Afternoon blog buddies.
Another wonderful day at wonderful work. Maybe I should think about moving, moving to the beach. I can't even imagine having that to look forward to every day, I can't imagine something like that getting old.
I know I should start looking for 'my real' career when every day seems to be a bad one. People just amaze me. I've been told some many times by so many people that I'm so wise beyond my years and I just always thought that my feelings and actions were just common since. I am finding out differently.

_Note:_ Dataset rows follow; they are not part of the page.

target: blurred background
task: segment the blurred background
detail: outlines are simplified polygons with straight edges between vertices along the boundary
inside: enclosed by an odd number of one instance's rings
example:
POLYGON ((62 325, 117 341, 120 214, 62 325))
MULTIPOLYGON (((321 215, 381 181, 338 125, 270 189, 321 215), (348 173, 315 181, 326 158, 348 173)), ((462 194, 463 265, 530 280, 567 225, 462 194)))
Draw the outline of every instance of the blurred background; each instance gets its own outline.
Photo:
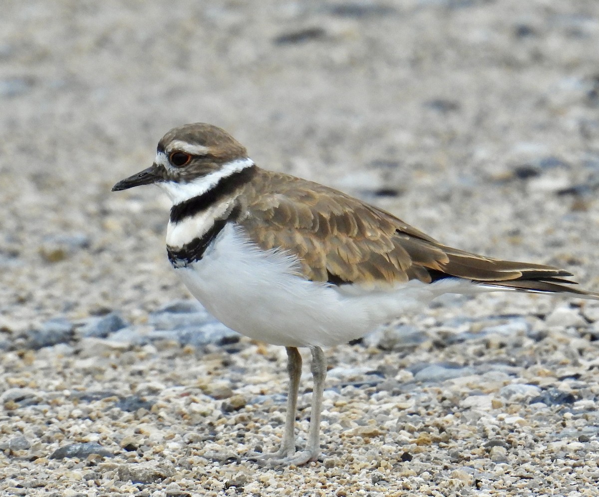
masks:
POLYGON ((114 309, 135 320, 187 295, 165 255, 166 199, 110 190, 195 121, 229 131, 262 167, 448 245, 599 285, 596 0, 2 10, 4 331, 114 309))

The company I work for... I guess could be considered young, were still learning and growing. I've been here for two and a half years and almost half of the office staff that was here when I started are now gone. The trend seems to be all the people that have been here since the start are, more or less, running all the newer people out. It's gotten worse as of lately, but anyway that's not what I'm getting at. When I started working here there were two other girls here that were about my age and we started this 'you've worked here to long if... ' like Jeff Foxworthy's 'your a redneck if...' . Oh those were the good old days. I think my work is trying to become more corporate like now.
I have a younger sister, she's just coming into the real world. She's got so much to learn. I can remember thinking 'what else can there really be' or something to the affect of that. Boy is there just so much more. I feel like I was just so much more advanced then she is right now and ... well I feel like I need to shield her from the world or prepare her more. But you can't, most of these thing, life experiences you can't comprehend until your there. I sure try though, I get frustrated a lot of the time because it seems to go in one ear and out the other. What can you do? Just be there when she needs someone.
Well I'll Chaim in a little later today I'm sure. Till then!